Pharmacokinetics of vidarabine in the treatment of polyarteritis nodosa

Summary— The pharmacokinetics of vidarabine were studied in 8 patients with polyarteritis nodosa related to hepatitis B virus infection. The drug was administered by continuous infusion for three weeks at doses of 15 (1 week) and 7.5 (2 weeks) mg/kg per day, during which time 15 plasma exchanges were performed. Plasma was assayed for vidarabine and its principal metabolite, hypoxanthine arabinoside by high pressure liquid chromatography. Vidarabine was not detected in the plasma of any patients.
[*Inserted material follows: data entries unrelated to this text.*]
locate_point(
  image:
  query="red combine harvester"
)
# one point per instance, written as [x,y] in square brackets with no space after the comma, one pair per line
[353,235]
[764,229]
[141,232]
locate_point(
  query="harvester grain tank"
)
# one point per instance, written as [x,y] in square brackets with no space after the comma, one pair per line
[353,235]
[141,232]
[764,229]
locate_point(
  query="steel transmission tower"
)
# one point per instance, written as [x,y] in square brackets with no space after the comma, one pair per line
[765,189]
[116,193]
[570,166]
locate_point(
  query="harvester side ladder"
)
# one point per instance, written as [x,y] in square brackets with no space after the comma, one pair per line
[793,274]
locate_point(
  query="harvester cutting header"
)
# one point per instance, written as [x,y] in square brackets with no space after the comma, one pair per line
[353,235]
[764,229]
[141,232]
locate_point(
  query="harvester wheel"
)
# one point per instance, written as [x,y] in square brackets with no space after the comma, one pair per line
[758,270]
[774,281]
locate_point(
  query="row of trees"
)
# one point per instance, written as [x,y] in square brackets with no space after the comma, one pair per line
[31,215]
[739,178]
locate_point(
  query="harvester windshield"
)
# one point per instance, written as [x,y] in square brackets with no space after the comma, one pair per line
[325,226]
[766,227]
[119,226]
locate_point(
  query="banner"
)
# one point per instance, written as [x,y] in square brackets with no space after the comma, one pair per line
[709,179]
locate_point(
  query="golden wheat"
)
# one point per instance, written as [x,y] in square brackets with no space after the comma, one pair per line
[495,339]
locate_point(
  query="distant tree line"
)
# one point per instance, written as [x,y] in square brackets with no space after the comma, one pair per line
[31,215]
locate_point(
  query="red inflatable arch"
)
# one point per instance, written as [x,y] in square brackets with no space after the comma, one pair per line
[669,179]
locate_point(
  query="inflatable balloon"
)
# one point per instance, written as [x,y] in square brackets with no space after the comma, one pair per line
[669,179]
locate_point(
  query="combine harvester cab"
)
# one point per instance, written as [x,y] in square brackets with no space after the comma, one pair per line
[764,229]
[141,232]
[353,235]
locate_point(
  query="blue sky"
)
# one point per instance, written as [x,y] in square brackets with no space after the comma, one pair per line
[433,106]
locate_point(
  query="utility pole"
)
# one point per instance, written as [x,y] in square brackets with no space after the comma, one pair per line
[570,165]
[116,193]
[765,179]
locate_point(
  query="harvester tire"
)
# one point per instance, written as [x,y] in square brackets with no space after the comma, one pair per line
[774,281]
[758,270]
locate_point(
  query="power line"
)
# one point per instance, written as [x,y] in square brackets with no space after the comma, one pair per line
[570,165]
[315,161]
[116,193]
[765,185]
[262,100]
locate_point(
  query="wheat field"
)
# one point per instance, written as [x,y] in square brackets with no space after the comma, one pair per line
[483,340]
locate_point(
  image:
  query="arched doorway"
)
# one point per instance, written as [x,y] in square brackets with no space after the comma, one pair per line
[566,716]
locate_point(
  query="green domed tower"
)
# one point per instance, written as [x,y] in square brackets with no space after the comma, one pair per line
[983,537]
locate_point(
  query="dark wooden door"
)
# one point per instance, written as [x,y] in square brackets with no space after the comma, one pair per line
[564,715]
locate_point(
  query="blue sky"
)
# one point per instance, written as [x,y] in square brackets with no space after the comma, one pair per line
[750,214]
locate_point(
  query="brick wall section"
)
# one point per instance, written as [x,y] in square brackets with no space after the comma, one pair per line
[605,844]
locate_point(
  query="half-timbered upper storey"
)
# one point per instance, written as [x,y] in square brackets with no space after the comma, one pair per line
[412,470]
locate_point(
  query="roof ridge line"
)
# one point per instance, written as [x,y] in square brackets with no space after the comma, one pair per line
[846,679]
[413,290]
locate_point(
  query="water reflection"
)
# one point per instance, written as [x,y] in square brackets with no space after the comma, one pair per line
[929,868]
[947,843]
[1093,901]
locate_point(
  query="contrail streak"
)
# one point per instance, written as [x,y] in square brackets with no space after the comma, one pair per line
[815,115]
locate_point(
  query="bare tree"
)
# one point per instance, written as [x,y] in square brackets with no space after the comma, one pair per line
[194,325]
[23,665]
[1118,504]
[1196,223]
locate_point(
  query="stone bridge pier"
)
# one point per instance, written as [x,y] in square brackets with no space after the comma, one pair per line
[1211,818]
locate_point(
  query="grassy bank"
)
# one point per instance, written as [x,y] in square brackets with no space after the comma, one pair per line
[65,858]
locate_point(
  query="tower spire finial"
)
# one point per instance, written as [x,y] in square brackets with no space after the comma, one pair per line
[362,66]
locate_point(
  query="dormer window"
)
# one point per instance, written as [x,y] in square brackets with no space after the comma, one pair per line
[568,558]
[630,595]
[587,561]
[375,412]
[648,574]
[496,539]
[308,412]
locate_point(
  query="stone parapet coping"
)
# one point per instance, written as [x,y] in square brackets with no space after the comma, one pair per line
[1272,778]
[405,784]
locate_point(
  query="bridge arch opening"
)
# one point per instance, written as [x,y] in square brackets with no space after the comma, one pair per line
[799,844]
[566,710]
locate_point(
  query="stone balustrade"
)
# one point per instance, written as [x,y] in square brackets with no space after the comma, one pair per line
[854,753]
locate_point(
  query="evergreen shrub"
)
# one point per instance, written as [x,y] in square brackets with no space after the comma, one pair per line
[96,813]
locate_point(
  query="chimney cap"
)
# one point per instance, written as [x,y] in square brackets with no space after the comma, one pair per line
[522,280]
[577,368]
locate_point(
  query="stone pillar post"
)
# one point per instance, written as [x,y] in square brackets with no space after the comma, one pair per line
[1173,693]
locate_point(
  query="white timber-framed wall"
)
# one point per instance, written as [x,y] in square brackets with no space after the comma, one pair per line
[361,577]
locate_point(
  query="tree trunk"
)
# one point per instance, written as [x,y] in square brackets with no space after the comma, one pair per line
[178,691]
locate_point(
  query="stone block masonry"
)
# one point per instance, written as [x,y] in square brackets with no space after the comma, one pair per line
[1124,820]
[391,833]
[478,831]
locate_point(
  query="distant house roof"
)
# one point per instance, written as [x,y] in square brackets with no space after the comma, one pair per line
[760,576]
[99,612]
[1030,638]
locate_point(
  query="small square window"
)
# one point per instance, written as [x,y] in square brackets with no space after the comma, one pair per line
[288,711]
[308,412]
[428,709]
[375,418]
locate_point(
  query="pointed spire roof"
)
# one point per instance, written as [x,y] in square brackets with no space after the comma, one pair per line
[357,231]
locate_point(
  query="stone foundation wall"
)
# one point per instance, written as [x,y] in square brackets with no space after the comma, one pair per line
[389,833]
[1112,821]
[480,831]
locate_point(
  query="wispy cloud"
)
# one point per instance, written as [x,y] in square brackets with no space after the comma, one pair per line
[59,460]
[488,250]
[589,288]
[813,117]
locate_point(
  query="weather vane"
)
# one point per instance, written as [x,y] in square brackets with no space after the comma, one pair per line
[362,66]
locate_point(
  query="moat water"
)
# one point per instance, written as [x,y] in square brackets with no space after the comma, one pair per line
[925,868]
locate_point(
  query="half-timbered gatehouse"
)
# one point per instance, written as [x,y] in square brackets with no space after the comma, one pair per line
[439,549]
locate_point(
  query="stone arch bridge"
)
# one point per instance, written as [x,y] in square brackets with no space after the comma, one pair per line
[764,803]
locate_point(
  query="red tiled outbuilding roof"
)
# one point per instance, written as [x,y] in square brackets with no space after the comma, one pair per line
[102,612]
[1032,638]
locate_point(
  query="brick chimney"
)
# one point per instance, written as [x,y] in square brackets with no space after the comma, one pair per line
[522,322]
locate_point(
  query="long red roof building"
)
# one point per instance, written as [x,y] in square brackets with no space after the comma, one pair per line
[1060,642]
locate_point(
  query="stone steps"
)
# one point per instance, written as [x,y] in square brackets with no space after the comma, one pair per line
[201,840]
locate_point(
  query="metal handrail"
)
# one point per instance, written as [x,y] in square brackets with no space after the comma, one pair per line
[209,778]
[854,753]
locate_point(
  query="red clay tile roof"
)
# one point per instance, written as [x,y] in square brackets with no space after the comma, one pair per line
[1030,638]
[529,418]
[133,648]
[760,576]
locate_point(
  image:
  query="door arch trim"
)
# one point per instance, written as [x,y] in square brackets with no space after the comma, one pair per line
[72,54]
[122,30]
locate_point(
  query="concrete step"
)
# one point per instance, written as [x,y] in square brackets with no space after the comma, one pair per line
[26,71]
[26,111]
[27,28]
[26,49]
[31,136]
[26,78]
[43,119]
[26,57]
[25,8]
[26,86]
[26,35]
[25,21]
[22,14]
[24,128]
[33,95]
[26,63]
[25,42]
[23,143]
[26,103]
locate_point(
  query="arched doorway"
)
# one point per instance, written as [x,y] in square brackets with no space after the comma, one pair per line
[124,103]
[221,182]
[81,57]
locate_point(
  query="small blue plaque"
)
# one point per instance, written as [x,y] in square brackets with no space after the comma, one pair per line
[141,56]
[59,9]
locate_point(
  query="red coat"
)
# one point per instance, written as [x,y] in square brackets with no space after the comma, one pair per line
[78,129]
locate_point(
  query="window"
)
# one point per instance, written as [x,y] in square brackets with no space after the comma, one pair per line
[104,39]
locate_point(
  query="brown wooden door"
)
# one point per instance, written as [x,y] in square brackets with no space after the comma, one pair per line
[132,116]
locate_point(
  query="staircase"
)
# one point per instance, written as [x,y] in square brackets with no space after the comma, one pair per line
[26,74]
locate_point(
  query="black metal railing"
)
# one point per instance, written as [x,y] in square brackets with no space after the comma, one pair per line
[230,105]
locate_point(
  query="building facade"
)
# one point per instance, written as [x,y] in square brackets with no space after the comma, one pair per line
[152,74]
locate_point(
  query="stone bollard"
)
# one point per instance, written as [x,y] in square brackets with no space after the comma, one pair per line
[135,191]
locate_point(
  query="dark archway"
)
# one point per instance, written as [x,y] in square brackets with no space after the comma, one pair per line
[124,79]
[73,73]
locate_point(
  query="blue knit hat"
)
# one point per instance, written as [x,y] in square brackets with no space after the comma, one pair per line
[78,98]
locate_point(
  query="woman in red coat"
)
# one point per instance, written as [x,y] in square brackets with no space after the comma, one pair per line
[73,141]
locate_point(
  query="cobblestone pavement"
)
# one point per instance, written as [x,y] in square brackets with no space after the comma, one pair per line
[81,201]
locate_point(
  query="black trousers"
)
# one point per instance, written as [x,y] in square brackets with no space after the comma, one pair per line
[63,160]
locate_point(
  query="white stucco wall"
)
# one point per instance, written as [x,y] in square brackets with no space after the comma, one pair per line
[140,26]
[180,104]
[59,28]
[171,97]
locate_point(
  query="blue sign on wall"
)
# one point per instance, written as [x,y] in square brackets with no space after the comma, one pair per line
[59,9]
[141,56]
Hypoxanthine arabinoside levels were used to evaluate vidarabine kinetics. The serum levels of hypoxanthine arabinoside ranged from 3.6 to 21.5 mg/l. The mean elimination half‐life (± SD) was 3.0 ± 1.7 h. The plasma clearance (mean ± SD) was 195 ± 270 ml/min when the dose was 7.5 mg/kg per day and 66.3 ± 47 ml/min for a 15 mg/kg per day/dose (NS). Except for the elimination half‐life, these results were not fully consistent with those observed in other studies. The influence of multiple plasma exchanges on vidarabine kinetics is limited and dosage adjustment is not required based on the continuous infusion of vidarabine.